宇宙創造の記憶は私たちの生命の営みにそのまま反映されています。
人智学的な考え方で言えば、
土星は人間の身体の中で今も生きています。
土星は光を浴びることはなく、病気を患った時、私たちの中にいつもある土星が姿を見せてくれます。
土星は、私たちの中でバラバラになった人間としての発達のステージをひとつにまとめてくれるような大事な役目を果たしてくれます。
土星は鉛の冷たさを持ちます。
鉛の重さと冷たさは、肉体に静かに沈んでいくような力を持ちますが、
同時に表面に熱を生じさせます。
それが土星の二次的な力です。
氷水のような冷たい水に手を浸したら、手は冷たく麻痺して、固まり動かなくなるようなことが起こりますよね。
でも、その後に何が起こりますか?
手が熱を帯びてきませんか?
正に土星の力とはそういうものなのです。
固める力を持ちながら、そこに熱を生じさせるのです。
赤ちゃんの成長の過程でも、発熱の後、歩けるようになったとか
発熱の後、発語があったとか、
そういうことはよくありますよね。
ひとつの発達のステージに発熱が起こります。
熱があるところに自我が降りてくるので、また新たに「人間」になっていくということが発熱であり、土星は私たちをより人間らしく発達していくことを助けてくれるものなのです。
発達には終わりがありません。
何も考えず、熱が出たからとすぐに解熱剤を飲むのは必ずしも得策とは言えません。

この宇宙の進化と同じで、
土星紀の後には太陽紀がやってきます。 (インド占星術のダシャーとは違う話ですので混乱しないように)

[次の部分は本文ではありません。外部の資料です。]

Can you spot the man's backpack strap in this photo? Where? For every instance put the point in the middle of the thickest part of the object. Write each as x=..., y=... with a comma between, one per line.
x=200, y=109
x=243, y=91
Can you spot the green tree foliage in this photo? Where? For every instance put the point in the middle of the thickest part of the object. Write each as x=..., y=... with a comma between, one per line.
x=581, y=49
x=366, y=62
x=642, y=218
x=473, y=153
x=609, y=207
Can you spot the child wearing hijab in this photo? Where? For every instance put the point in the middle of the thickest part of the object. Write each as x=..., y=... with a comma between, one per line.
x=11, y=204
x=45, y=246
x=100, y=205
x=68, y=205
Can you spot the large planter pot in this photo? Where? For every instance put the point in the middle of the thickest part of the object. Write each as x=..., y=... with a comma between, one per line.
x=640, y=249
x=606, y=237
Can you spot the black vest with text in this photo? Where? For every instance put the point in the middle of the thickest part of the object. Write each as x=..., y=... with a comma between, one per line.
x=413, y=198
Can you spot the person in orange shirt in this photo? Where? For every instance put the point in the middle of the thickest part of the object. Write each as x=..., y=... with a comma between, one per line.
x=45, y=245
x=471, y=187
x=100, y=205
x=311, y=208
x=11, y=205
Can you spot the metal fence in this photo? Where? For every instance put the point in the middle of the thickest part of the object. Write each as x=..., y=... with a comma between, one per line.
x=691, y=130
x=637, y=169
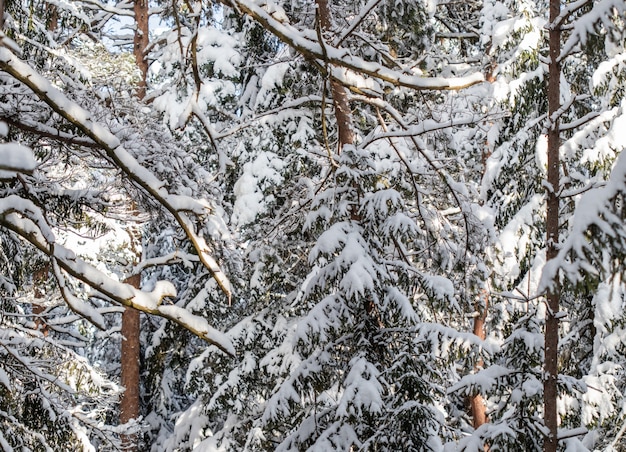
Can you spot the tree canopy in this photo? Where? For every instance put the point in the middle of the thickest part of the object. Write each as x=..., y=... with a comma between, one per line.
x=381, y=225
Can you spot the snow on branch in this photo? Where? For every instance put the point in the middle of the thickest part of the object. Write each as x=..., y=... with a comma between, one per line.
x=310, y=48
x=603, y=11
x=178, y=206
x=25, y=219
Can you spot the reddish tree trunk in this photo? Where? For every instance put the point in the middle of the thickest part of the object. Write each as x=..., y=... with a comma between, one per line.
x=477, y=403
x=130, y=365
x=141, y=41
x=343, y=114
x=2, y=10
x=552, y=235
x=129, y=405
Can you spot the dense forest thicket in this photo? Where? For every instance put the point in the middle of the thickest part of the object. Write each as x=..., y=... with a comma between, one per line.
x=316, y=225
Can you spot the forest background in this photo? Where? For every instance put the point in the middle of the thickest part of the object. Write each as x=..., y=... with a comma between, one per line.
x=312, y=225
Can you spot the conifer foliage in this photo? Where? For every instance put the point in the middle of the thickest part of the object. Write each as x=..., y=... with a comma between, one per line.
x=374, y=225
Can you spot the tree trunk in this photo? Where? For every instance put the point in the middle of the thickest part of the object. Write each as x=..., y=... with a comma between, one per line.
x=141, y=41
x=40, y=276
x=477, y=403
x=131, y=359
x=343, y=114
x=129, y=405
x=2, y=11
x=552, y=235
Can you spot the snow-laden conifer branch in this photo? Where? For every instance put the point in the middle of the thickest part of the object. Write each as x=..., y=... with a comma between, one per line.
x=310, y=48
x=25, y=219
x=603, y=11
x=177, y=205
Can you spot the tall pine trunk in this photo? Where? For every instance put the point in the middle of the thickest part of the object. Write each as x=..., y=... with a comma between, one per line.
x=552, y=234
x=130, y=369
x=130, y=403
x=477, y=402
x=343, y=114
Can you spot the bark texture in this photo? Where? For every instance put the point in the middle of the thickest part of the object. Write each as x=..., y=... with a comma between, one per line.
x=552, y=235
x=343, y=114
x=130, y=369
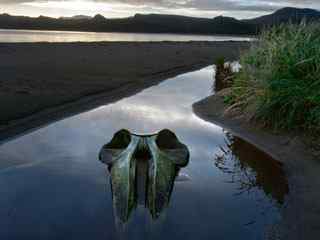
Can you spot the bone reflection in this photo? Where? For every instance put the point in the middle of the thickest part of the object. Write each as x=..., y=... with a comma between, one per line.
x=143, y=170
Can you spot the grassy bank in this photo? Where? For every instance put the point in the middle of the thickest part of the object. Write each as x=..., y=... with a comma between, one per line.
x=279, y=83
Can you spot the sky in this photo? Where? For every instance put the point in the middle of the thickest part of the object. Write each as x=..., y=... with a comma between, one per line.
x=124, y=8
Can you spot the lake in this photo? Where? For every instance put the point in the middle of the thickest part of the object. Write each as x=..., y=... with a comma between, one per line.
x=53, y=185
x=67, y=36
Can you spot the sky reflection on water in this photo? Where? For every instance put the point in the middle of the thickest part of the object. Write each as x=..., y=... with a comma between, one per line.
x=53, y=186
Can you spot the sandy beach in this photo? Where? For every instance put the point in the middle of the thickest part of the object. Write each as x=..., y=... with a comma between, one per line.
x=41, y=82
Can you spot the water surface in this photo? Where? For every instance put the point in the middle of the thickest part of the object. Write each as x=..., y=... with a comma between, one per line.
x=67, y=36
x=53, y=186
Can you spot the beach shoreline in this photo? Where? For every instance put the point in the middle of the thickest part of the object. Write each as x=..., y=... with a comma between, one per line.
x=45, y=82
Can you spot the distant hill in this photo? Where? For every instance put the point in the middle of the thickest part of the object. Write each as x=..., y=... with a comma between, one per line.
x=158, y=23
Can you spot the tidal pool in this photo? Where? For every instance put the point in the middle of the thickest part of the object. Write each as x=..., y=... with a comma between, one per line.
x=53, y=185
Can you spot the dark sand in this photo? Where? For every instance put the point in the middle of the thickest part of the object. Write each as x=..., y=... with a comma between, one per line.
x=42, y=82
x=301, y=215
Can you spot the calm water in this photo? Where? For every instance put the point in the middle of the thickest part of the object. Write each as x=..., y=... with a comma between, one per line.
x=53, y=186
x=64, y=36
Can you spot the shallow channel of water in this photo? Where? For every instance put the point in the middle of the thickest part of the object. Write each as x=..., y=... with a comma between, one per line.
x=11, y=35
x=53, y=186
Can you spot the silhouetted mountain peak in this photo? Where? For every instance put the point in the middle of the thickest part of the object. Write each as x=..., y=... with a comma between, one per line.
x=99, y=17
x=291, y=10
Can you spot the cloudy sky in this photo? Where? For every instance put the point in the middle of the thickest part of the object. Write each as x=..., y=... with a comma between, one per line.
x=124, y=8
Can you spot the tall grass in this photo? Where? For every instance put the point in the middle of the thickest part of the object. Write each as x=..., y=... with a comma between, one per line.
x=279, y=83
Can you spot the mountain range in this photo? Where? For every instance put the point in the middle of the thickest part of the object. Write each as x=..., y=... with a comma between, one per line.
x=159, y=23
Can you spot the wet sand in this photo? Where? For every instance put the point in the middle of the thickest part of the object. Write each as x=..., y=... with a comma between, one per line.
x=301, y=214
x=43, y=82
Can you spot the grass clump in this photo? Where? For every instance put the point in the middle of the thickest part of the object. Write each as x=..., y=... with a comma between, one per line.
x=279, y=82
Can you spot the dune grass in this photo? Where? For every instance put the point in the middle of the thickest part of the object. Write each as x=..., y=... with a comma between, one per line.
x=279, y=83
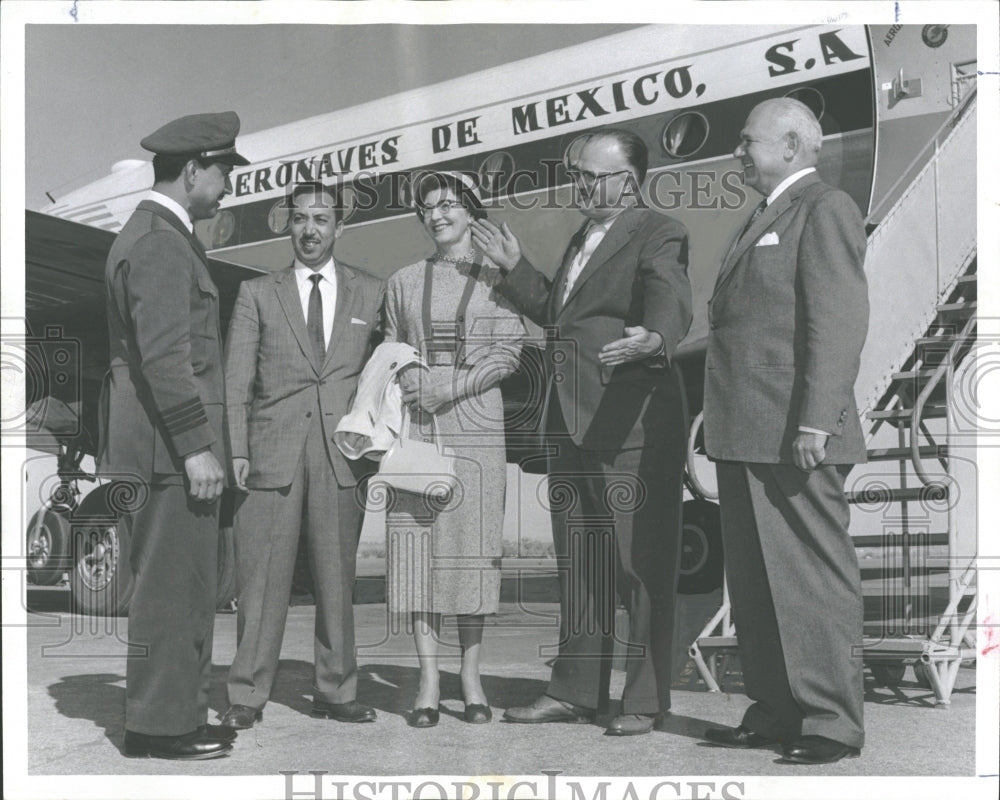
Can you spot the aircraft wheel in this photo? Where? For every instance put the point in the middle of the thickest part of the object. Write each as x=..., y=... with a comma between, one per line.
x=701, y=548
x=888, y=673
x=47, y=546
x=101, y=581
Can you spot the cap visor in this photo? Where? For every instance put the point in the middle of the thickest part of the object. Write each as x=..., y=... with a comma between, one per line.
x=231, y=158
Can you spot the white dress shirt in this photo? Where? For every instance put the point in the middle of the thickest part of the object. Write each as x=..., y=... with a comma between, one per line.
x=592, y=237
x=788, y=182
x=327, y=292
x=770, y=199
x=174, y=206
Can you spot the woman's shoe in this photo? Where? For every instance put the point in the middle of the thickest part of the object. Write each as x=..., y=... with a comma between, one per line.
x=477, y=713
x=423, y=718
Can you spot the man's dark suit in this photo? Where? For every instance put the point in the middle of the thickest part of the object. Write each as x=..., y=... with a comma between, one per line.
x=165, y=399
x=787, y=323
x=283, y=409
x=619, y=441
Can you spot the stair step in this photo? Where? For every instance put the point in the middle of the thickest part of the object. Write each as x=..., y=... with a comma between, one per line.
x=882, y=495
x=903, y=453
x=893, y=567
x=904, y=414
x=913, y=374
x=942, y=340
x=878, y=540
x=967, y=307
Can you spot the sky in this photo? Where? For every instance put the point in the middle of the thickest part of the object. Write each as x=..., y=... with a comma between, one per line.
x=93, y=91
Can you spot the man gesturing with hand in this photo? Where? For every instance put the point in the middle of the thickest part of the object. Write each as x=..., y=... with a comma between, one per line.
x=164, y=428
x=616, y=420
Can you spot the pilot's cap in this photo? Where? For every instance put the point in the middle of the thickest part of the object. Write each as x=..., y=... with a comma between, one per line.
x=211, y=137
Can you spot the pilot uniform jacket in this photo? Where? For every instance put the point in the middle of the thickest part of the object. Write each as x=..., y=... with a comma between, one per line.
x=164, y=399
x=275, y=384
x=164, y=395
x=787, y=323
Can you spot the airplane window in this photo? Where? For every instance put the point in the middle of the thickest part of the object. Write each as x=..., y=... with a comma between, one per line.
x=278, y=216
x=495, y=172
x=223, y=227
x=685, y=134
x=572, y=151
x=811, y=97
x=348, y=202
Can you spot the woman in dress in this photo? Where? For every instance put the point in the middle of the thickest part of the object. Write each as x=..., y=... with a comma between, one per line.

土星の力で得た「熱」という温かさには、風と光の要素が含まれています。風と光は一緒に存在しています。
呼吸は風のリズムです。そして私たちは光を取り込みます。
光はただ目で取り入れるものではありません。
光は太陽を通したものの印象です。
私たちは光をすぐに感じ取ることができます。
じんわりと地を温める、地を冷やすというような感覚とは違い、
光の感覚はすぐにやってきます。
そして、感覚に任せていくと、そこにあるのは「生命の息吹」です。
温かい光と空気のビート。それが太陽の力なのです。
私たちが病気になったとき、本人に治す気がなければどうにもなりませんよね。
でも、太陽の力は、自分自身が自分を癒していく意志を内側からもたらしてくれます。
魂そのものの態度を変える力を太陽はもちます。
どちらを見るのか変えていく力を太陽は持つのです。
どんな素晴らしい治療を施しても、本人が治したいと本気で思わなければ治療の効果はイマイチ出ません。「本当は良くなりたくないんでしょう?」と言いたくなるほどに、言い訳で、自己管理を拒否しまくる人たちが今の世の中にはたくさんいます。
太陽の力が足りないのかもしれませんね。
太陽は「自我」を育ててくれますから。
そしてね、太陽は心臓でもあるので、死ぬまで鼓動で「ここにいる」ということを表現しているのです。
リズムを刻む生命そのものが太陽と繋がっているのが分かりますね。

そして月の力は、生命のオーガニズムが道をそれていってしまいそうな時、それを防ぎます。月は、ずれていくオーガニズムを元に戻す力を持っているということになります。ある意味、人間が人間としてこの形を保っていることができるのは月のお陰でもあるのです。
土星は温かさを与え、太陽はリズムを、そして月は形を与えるということになります。脳の重さは、外に出して測ればだいたい1.5キロ。ところが身体の中におさまっている脳の重さは20g程度です。脳脊髄液があるので浮いている状態として見ると、ということです。その「浮く」という力そのものが月の力。体液が月と繋がっているのを私たちはみんな知っていますよね。この地球上の生殖は月に影響される体液が関係しているのは分かると思います。
人間の生命に関わる人が人としてのホールサムな健康を見る時、決して、この生命を宇宙と切り離して考えることはできません。
分泌、呼吸・循環、神経・感覚は全て惑星の働きに繋がっています。
占星術では12のハウス、12の星座があり、人間には、12の脳神経があります。
そして27の脳幹に続く細胞群があります。それはインド占星術でいうところのナクシャトラとう星座区分です。
この宇宙の壮大なロマンだと私は思います。